Answered by Shaykh Gibril F Haddad
The Islamic state would apply the punishments you mentioned only in the case of legally-qualified sane Muslims who unequivocally refuse to pray and consider themselves free of any such obligation, or unequivocally express denial of any indisputably obligatory belief (such as belief in the Qur’an) or ruling (such as the prohibition of intoxicants), whereupon the status of apostasy (ridda) becomes applicable to them, otherwise “only” the status of immorality (fisq), such as a person who does not pray but still knows that it is obligatory and that they one is guilty of sin in not doing so. The precondition for sentencing is absolute certainty, which spells mercy on the basis of the rule laid by the Prophet, upon him blessings and peace: “Ward off the penalties (hudud) as much as you can”(*), as Ibn Majah titled it: “through ambiguities.” Our Mother `A’isha said, “It is preferable for the ruler to pardon mistakenly than to punish mistakenly.”

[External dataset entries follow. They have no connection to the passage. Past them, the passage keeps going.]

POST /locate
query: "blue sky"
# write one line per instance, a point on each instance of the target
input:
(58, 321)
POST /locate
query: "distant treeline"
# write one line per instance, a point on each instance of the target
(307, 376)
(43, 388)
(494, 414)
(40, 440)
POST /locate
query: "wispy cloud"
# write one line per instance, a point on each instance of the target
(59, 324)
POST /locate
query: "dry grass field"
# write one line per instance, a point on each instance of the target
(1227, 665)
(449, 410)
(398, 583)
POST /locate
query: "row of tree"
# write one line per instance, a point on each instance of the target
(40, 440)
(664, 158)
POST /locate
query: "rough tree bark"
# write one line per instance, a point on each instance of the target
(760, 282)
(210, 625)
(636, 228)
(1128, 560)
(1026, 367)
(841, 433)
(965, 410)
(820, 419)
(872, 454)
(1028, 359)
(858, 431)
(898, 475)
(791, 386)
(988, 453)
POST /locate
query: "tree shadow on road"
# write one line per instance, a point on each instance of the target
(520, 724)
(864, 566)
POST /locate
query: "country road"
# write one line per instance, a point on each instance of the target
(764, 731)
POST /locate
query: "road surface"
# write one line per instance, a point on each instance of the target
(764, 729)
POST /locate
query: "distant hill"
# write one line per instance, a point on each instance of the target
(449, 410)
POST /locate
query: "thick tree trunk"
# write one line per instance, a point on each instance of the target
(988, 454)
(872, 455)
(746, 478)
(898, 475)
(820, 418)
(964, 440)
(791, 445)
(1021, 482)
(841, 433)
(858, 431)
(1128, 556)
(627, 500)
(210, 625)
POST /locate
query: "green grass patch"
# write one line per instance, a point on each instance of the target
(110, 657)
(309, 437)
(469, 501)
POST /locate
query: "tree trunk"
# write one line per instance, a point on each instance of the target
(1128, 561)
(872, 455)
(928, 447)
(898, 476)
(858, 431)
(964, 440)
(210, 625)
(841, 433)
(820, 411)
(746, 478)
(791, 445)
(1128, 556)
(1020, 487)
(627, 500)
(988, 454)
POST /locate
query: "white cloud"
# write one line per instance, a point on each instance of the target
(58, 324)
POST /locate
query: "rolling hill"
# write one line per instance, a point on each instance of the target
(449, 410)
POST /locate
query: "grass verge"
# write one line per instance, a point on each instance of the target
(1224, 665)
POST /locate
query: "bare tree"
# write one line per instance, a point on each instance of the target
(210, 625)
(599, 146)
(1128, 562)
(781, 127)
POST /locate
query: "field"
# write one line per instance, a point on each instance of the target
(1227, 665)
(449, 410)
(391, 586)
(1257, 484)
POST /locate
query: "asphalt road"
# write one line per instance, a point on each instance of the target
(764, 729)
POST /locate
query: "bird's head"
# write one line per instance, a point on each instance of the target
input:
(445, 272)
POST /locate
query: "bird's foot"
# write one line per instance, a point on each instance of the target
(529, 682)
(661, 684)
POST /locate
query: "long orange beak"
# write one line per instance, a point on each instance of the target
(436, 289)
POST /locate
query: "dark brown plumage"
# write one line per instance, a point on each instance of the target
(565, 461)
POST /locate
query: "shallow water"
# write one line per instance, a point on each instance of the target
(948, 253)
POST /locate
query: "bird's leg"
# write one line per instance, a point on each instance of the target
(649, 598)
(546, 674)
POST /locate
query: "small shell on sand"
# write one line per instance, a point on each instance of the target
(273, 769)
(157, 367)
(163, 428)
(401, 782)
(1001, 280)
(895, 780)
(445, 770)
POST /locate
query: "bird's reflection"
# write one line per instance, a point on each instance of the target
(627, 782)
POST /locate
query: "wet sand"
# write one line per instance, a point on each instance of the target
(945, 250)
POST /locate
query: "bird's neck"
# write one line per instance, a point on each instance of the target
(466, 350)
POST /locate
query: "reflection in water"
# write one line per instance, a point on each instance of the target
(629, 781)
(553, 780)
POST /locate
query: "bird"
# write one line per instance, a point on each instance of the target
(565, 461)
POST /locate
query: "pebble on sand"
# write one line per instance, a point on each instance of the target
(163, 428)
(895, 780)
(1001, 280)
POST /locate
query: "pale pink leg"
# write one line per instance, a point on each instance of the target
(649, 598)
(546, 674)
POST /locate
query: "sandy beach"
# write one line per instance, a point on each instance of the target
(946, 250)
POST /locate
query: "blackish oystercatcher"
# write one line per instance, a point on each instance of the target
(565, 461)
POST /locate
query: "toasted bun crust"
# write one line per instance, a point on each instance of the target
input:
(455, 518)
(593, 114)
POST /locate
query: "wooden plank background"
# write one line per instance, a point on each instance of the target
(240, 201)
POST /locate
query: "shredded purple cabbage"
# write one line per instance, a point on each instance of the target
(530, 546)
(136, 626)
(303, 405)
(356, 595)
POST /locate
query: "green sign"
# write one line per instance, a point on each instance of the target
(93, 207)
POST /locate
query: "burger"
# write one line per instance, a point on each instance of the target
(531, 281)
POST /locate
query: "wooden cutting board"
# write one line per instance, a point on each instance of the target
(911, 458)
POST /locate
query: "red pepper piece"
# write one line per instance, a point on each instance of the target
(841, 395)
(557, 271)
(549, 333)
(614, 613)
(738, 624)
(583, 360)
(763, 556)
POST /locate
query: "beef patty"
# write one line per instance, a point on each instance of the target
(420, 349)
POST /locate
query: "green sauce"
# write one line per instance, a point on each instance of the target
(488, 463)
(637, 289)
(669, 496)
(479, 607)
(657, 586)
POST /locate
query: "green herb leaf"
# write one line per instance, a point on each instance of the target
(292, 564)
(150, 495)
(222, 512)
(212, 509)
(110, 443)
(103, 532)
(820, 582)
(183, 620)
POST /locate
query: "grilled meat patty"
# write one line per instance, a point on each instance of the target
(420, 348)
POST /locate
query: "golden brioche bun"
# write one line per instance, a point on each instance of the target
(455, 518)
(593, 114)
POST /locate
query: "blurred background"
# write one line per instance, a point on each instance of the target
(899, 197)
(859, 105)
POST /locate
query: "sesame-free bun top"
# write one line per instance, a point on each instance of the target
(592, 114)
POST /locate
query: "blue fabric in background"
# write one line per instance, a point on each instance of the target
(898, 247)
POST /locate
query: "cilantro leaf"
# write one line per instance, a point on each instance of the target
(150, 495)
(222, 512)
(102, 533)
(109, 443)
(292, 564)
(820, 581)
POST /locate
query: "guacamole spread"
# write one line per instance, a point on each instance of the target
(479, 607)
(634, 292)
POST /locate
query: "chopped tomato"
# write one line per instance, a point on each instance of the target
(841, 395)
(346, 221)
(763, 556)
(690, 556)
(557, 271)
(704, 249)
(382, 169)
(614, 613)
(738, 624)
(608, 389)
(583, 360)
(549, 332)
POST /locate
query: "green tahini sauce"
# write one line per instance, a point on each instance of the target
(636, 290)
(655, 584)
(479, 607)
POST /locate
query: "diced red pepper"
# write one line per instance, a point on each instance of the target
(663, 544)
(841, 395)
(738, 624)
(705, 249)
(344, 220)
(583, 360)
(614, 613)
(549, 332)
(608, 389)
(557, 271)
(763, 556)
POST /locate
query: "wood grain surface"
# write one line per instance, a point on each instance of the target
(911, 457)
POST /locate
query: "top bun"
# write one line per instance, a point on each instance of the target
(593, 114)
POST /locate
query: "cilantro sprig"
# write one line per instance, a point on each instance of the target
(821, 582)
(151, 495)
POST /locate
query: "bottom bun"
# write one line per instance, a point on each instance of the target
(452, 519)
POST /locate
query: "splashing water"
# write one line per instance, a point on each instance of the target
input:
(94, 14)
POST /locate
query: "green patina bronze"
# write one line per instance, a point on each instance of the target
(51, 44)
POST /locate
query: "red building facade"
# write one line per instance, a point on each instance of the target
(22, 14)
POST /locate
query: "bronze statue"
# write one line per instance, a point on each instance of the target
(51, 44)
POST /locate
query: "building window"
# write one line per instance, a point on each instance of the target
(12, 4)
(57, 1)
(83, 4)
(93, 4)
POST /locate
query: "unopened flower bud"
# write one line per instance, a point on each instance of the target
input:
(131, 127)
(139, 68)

In an immoral society, we are supposed to rush after the immense reward of holding fast to the priceless jewel of Religion - thank you, our Lord, for guiding us! - because the Believer there is as the living among the dead. If we cannot, then we must find a way out of that society and move elsewhere for dear life, just as our Lord told us that we shall be asked, “Was not Allah’s earth wide enough for you?” A few bows and prostrations and then we die and eternity begins. Eternity. Does it compute for you to leave prayer and then lose that? May Allah bring us out of our heedlessness and open our eyes to the basic common sense of never abandoning prayer, which is our first and last protection from disaster.
(*) Narrated from `A’isha by al-Tirmidhi and Abu Hurayra by Ibn Majah.